At the time, he called for an end to school board elections, reasoning that while candidates are typically well-meaning and nobly motivated, they often lack the experience and background a mayor would seek in appointed education officials. He still thinks doing away with the elected school board would "give us a far better chance to be successful," though he doesn't expect that will happen.
"We've had it for 30 years, and until the last few years we've had continually diminishing results and poor function," he says. "I don't think that's coincidental." He returns to a point he likes to make about who's failing the system and whom the system is failing.
"We have not been dealt a bad hand of kids," he reiterates. "We have perfectly good kids. We've had adults in leadership positions who have failed the kids, who haven't been worthy of the kids that they're trying to serve."
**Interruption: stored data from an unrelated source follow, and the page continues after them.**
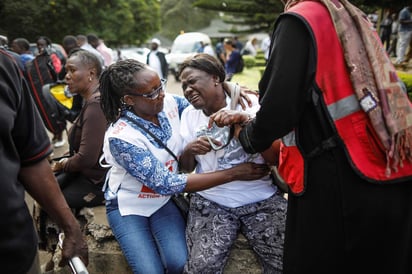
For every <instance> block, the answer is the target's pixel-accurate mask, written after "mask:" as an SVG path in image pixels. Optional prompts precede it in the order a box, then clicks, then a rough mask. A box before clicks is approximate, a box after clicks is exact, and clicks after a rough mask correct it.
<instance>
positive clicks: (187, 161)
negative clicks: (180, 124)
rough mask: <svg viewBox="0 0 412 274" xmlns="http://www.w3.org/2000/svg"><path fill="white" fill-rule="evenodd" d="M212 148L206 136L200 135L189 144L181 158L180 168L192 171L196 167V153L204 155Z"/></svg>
mask: <svg viewBox="0 0 412 274" xmlns="http://www.w3.org/2000/svg"><path fill="white" fill-rule="evenodd" d="M211 150H212V147H211V146H210V144H209V142H208V140H207V139H206V137H199V138H197V139H196V140H195V141H193V142H190V143H188V144H187V146H186V147H185V149H184V150H183V152H182V155H181V156H180V158H179V162H180V168H181V171H183V172H192V171H193V170H194V169H195V167H196V164H197V162H196V159H195V155H204V154H206V153H208V152H209V151H211Z"/></svg>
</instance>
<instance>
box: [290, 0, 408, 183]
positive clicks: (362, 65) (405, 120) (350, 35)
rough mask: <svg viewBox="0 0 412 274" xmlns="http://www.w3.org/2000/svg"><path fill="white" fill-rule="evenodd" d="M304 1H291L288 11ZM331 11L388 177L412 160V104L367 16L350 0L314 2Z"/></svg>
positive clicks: (348, 67)
mask: <svg viewBox="0 0 412 274" xmlns="http://www.w3.org/2000/svg"><path fill="white" fill-rule="evenodd" d="M303 1H311V0H289V1H287V3H286V5H285V11H287V10H288V9H289V8H291V7H292V6H294V5H296V4H298V3H299V2H303ZM312 1H316V2H320V3H322V4H323V5H325V6H326V8H327V9H328V11H329V13H330V15H331V18H332V21H333V24H334V26H335V29H336V33H337V35H338V37H339V41H340V43H341V46H342V48H343V51H344V54H345V56H344V57H345V62H346V65H347V68H348V73H349V75H350V79H351V83H352V86H353V89H354V91H355V93H356V95H357V98H358V100H359V104H360V105H361V107H362V109H363V110H364V111H365V112H366V113H367V115H368V117H369V119H370V121H371V124H372V126H373V128H374V130H375V132H376V134H377V135H378V137H379V139H380V141H381V143H382V144H383V146H384V148H385V152H386V162H387V168H386V174H387V176H390V174H391V171H392V170H394V171H395V172H396V171H397V167H398V166H401V167H402V165H403V161H404V160H408V161H412V105H411V102H410V101H409V99H408V96H407V92H406V88H405V85H404V84H403V82H402V81H401V80H400V79H399V77H398V76H397V74H396V70H395V68H394V66H393V64H392V62H391V60H390V59H389V57H388V55H387V54H386V51H385V50H384V48H383V46H382V43H381V40H380V39H379V36H378V35H377V33H376V32H375V31H374V30H373V27H372V24H371V23H370V22H369V21H368V19H367V16H366V15H365V14H364V13H363V12H362V11H361V10H359V9H358V8H357V7H355V6H353V5H352V4H350V3H349V2H348V1H347V0H312Z"/></svg>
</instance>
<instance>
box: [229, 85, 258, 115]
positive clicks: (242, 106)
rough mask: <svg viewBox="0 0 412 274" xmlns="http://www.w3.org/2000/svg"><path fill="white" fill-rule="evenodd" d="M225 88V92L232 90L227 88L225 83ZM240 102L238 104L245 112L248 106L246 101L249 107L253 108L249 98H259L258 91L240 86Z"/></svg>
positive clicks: (239, 94)
mask: <svg viewBox="0 0 412 274" xmlns="http://www.w3.org/2000/svg"><path fill="white" fill-rule="evenodd" d="M223 88H224V89H225V90H230V88H229V87H228V86H227V83H226V82H223ZM239 95H240V96H239V102H238V104H239V105H240V106H241V107H242V109H243V110H245V109H246V105H245V101H246V103H247V105H248V106H249V107H252V101H251V100H250V98H249V95H252V96H258V97H259V93H257V92H256V91H253V90H251V89H249V88H248V87H246V86H240V94H239Z"/></svg>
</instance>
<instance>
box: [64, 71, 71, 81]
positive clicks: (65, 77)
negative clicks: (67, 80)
mask: <svg viewBox="0 0 412 274" xmlns="http://www.w3.org/2000/svg"><path fill="white" fill-rule="evenodd" d="M69 74H70V73H69V72H66V75H65V76H64V79H66V80H67V79H69V78H70V76H69Z"/></svg>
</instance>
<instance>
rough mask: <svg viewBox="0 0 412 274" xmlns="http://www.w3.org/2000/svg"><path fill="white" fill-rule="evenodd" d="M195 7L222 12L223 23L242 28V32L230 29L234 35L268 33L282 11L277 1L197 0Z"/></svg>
mask: <svg viewBox="0 0 412 274" xmlns="http://www.w3.org/2000/svg"><path fill="white" fill-rule="evenodd" d="M194 5H195V6H196V7H199V8H202V9H208V10H215V11H221V12H224V13H225V15H231V16H226V18H225V19H224V21H225V22H226V23H229V24H233V25H240V26H242V27H245V26H248V28H246V29H244V30H240V29H239V30H237V29H231V30H230V31H231V32H234V33H253V32H269V31H270V29H271V28H272V26H273V23H274V22H275V20H276V18H277V16H278V15H279V14H280V13H281V12H282V11H283V4H282V2H281V1H279V0H255V1H249V0H225V1H219V0H197V1H196V2H195V3H194Z"/></svg>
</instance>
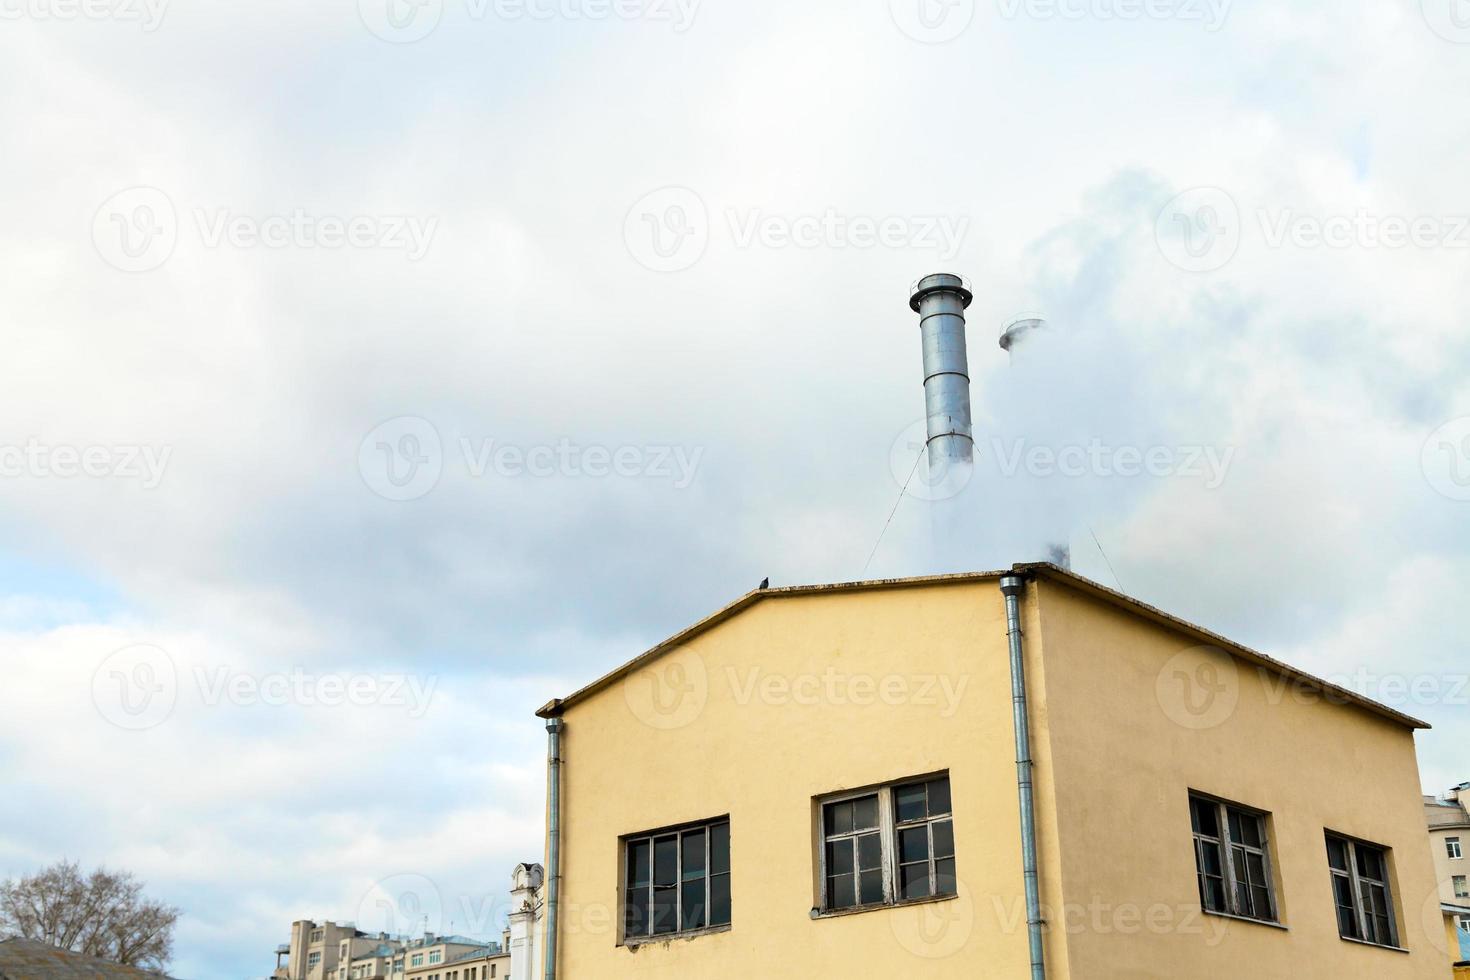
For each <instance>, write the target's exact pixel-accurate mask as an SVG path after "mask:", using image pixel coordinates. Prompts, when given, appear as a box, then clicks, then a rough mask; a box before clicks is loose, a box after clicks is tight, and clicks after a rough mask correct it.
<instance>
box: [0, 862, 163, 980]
mask: <svg viewBox="0 0 1470 980" xmlns="http://www.w3.org/2000/svg"><path fill="white" fill-rule="evenodd" d="M178 918H179V911H178V909H176V908H173V907H171V905H165V904H162V902H156V901H153V899H150V898H146V896H144V895H143V882H140V880H138V879H137V877H134V876H132V874H131V873H128V871H107V870H106V868H97V870H96V871H93V873H91V874H87V876H82V873H81V867H79V865H78V864H76V862H75V861H57V862H56V864H53V865H51V867H49V868H43V870H40V871H37V873H35V874H29V876H25V877H21V879H6V880H4V882H0V934H10V936H22V937H25V939H35V940H40V942H44V943H50V945H51V946H56V948H59V949H69V951H72V952H79V954H84V955H87V956H97V958H98V959H110V961H113V962H122V964H128V965H132V967H141V968H144V970H160V971H162V970H163V968H165V967H166V965H168V961H169V956H171V955H172V954H173V926H175V924H176V923H178Z"/></svg>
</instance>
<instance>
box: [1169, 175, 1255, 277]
mask: <svg viewBox="0 0 1470 980" xmlns="http://www.w3.org/2000/svg"><path fill="white" fill-rule="evenodd" d="M1154 239H1155V241H1157V242H1158V250H1160V251H1161V253H1163V254H1164V259H1167V260H1169V262H1172V263H1173V264H1176V266H1179V267H1180V269H1183V270H1185V272H1214V270H1216V269H1223V267H1225V266H1226V263H1229V262H1230V259H1235V253H1236V250H1238V248H1239V247H1241V209H1239V207H1236V206H1235V198H1232V197H1230V195H1229V194H1226V192H1225V191H1222V190H1220V188H1217V187H1197V188H1194V190H1191V191H1185V192H1183V194H1180V195H1179V197H1176V198H1175V200H1172V201H1169V203H1167V204H1166V206H1164V210H1161V212H1158V220H1157V222H1154Z"/></svg>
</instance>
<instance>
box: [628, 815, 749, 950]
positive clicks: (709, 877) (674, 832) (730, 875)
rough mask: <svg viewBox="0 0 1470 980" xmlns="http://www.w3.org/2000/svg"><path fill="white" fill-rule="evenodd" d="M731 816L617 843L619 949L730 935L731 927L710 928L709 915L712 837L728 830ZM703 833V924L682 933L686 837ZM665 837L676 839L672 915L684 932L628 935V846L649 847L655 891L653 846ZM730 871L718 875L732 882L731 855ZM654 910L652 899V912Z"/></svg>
mask: <svg viewBox="0 0 1470 980" xmlns="http://www.w3.org/2000/svg"><path fill="white" fill-rule="evenodd" d="M729 826H731V818H729V814H725V815H723V817H713V818H710V820H697V821H694V823H685V824H679V826H676V827H664V829H661V830H647V832H641V833H629V835H623V836H622V837H619V839H617V945H619V946H639V945H642V943H651V942H664V940H667V939H688V937H691V936H704V934H709V933H723V932H729V929H731V923H716V924H710V912H711V911H713V902H711V893H713V882H714V877H716V873H714V871H711V870H710V868H711V867H713V861H711V858H713V852H711V843H710V840H711V835H710V832H711V830H713V829H714V827H729ZM694 830H701V832H704V924H703V926H697V927H694V929H682V923H684V835H685V833H689V832H694ZM664 837H673V839H675V873H673V879H675V904H673V915H675V923H676V924H681V929H675V930H673V932H666V933H653V932H648V933H638V934H632V936H631V934H628V848H629V845H634V843H639V842H647V843H648V889H650V892H651V890H653V873H654V868H653V861H654V842H656V840H661V839H664ZM731 851H732V852H734V836H732V835H731ZM729 862H731V867H729V868H726V870H725V871H720V873H719V874H720V876H723V877H726V879H732V874H734V854H732V855H729ZM651 908H653V902H651V895H650V909H651ZM734 918H735V898H734V893H732V895H731V920H732V921H734ZM648 927H650V929H651V927H653V918H651V915H650V921H648Z"/></svg>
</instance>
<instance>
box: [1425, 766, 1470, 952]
mask: <svg viewBox="0 0 1470 980" xmlns="http://www.w3.org/2000/svg"><path fill="white" fill-rule="evenodd" d="M1424 818H1426V821H1427V823H1429V845H1430V852H1432V854H1433V857H1435V876H1436V877H1438V880H1439V901H1441V908H1442V909H1444V912H1445V915H1446V917H1448V918H1449V923H1451V927H1452V939H1454V945H1451V949H1452V951H1454V949H1458V970H1460V973H1458V974H1457V976H1464V977H1467V980H1470V857H1467V852H1470V783H1460V785H1458V786H1455V788H1454V789H1451V790H1449V792H1448V793H1445V795H1444V796H1424Z"/></svg>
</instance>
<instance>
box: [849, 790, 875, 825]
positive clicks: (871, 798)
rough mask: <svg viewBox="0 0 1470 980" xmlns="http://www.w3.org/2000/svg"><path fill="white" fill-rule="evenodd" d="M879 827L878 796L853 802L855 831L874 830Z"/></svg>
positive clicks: (854, 801) (853, 811)
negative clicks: (877, 827)
mask: <svg viewBox="0 0 1470 980" xmlns="http://www.w3.org/2000/svg"><path fill="white" fill-rule="evenodd" d="M875 827H878V796H876V795H875V796H863V798H861V799H854V801H853V829H854V830H873V829H875Z"/></svg>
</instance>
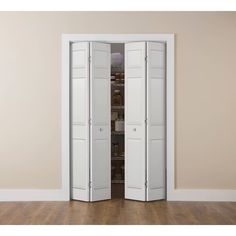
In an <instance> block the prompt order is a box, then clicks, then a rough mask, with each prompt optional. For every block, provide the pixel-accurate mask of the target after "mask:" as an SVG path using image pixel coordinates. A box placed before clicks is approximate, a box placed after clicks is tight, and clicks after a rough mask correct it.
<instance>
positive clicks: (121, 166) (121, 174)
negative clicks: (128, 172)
mask: <svg viewBox="0 0 236 236" xmlns="http://www.w3.org/2000/svg"><path fill="white" fill-rule="evenodd" d="M120 169H121V176H123V178H124V175H125V171H124V170H125V167H124V165H122V166H121V167H120Z"/></svg>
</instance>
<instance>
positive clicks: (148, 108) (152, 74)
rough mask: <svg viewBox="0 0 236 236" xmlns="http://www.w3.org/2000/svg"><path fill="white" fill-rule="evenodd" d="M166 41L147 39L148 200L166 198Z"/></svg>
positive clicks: (147, 184)
mask: <svg viewBox="0 0 236 236" xmlns="http://www.w3.org/2000/svg"><path fill="white" fill-rule="evenodd" d="M165 125H166V122H165V43H163V42H147V127H146V128H147V201H153V200H160V199H164V198H165V167H166V163H165V159H166V158H165V157H166V151H165V143H166V142H165Z"/></svg>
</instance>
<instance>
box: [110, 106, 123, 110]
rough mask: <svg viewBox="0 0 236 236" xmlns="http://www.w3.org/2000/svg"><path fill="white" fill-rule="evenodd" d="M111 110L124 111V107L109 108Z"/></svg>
mask: <svg viewBox="0 0 236 236" xmlns="http://www.w3.org/2000/svg"><path fill="white" fill-rule="evenodd" d="M111 109H112V110H124V106H111Z"/></svg>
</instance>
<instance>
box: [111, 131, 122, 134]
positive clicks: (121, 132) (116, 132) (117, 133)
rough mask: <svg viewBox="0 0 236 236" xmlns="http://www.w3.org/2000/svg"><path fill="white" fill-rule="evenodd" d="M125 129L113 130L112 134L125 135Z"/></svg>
mask: <svg viewBox="0 0 236 236" xmlns="http://www.w3.org/2000/svg"><path fill="white" fill-rule="evenodd" d="M124 134H125V132H124V131H111V135H124Z"/></svg>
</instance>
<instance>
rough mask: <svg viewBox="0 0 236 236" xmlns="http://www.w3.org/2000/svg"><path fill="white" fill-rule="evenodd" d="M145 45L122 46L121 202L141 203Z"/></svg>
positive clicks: (144, 81)
mask: <svg viewBox="0 0 236 236" xmlns="http://www.w3.org/2000/svg"><path fill="white" fill-rule="evenodd" d="M145 57H146V43H145V42H133V43H126V44H125V198H126V199H134V200H141V201H145V199H146V197H145V195H146V191H145V183H146V176H145V175H146V157H145V152H146V151H145V146H146V145H145V137H146V131H145V118H146V117H145V113H146V111H145V109H146V108H145V96H146V95H145V86H146V83H145V77H146V66H145Z"/></svg>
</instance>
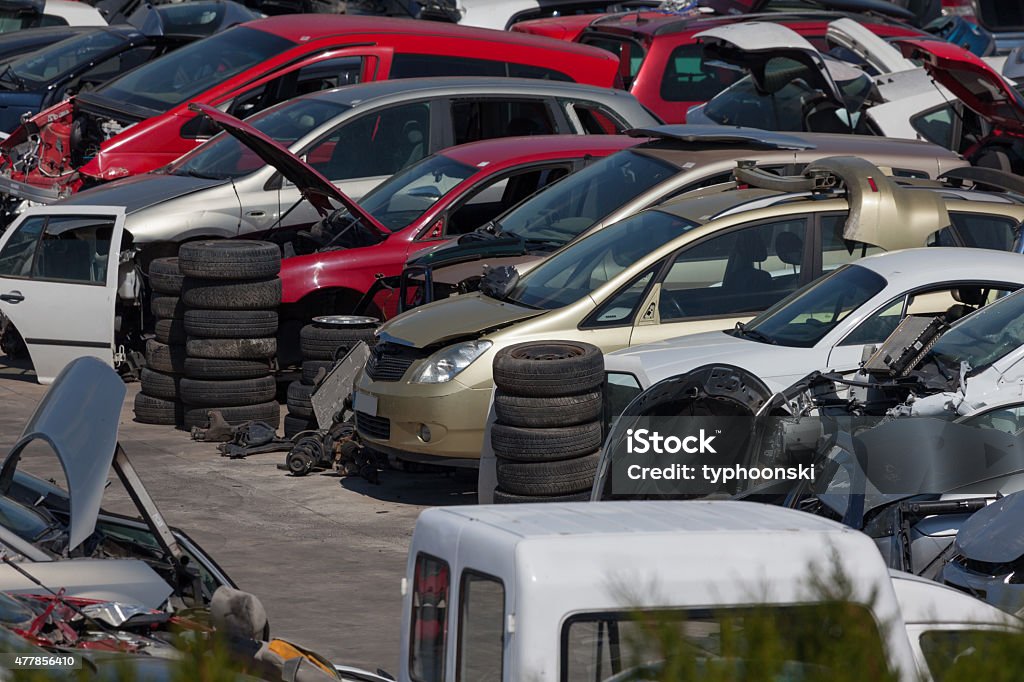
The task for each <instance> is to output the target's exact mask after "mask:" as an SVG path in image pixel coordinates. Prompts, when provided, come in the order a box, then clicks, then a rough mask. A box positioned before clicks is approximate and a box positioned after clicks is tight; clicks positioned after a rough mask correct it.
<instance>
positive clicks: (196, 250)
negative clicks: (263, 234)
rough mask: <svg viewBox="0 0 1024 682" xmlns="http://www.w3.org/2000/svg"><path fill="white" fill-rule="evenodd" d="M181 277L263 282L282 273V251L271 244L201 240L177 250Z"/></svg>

The solution, from Fox's perspective, involves a lot more charter schools, the publicly funded, privately run model that has expanded in Nashville in recent years and embroiled the city in near-constant debate along the way. Fox references New Orleans, which recently created an all-charter school system, and hails it as a turnaround story. He's not alone in his view of the move as a bold embrace of innovative solutions to a system that's long failed many children.
But it's also far from the consensus. Many in both Nashville and in New Orleans see charters as an offensively market-driven approach to public education, turned over to outside actors who are unaccountable to voters and have dual motives at best.
"I'm not saying that's what we have to do, but anybody who's going to engage in the conversation about how can we make our schools better needs to do it with as much urgency as you do for your own kids and with an awareness of what has been working," Fox says.
"I would like to participate in a conversation that various board members have called for about how do we financially accommodate more charter schools."
Despite hailing the New Orleans model, Fox rejected Barry's charge that he wants to "charterize" the system to The Tennessean. Barry has argued for something more like the status quo when it comes to the balance between charters and traditional public schools in Nashville's system.
"I don't have any vision for how many charter schools we need," he told the daily. " I don't have a vision that we need to charterize everything. It doesn't matter to me who runs the school. They just have to be successful."
When it comes to a mayoral takeover of the school system, it's clear Fox wishes it had happened years ago. He's been somewhat less-than-clear on how he'd approach the question as mayor, saying only that he doesn't expect the city will be abandoning the elected school board.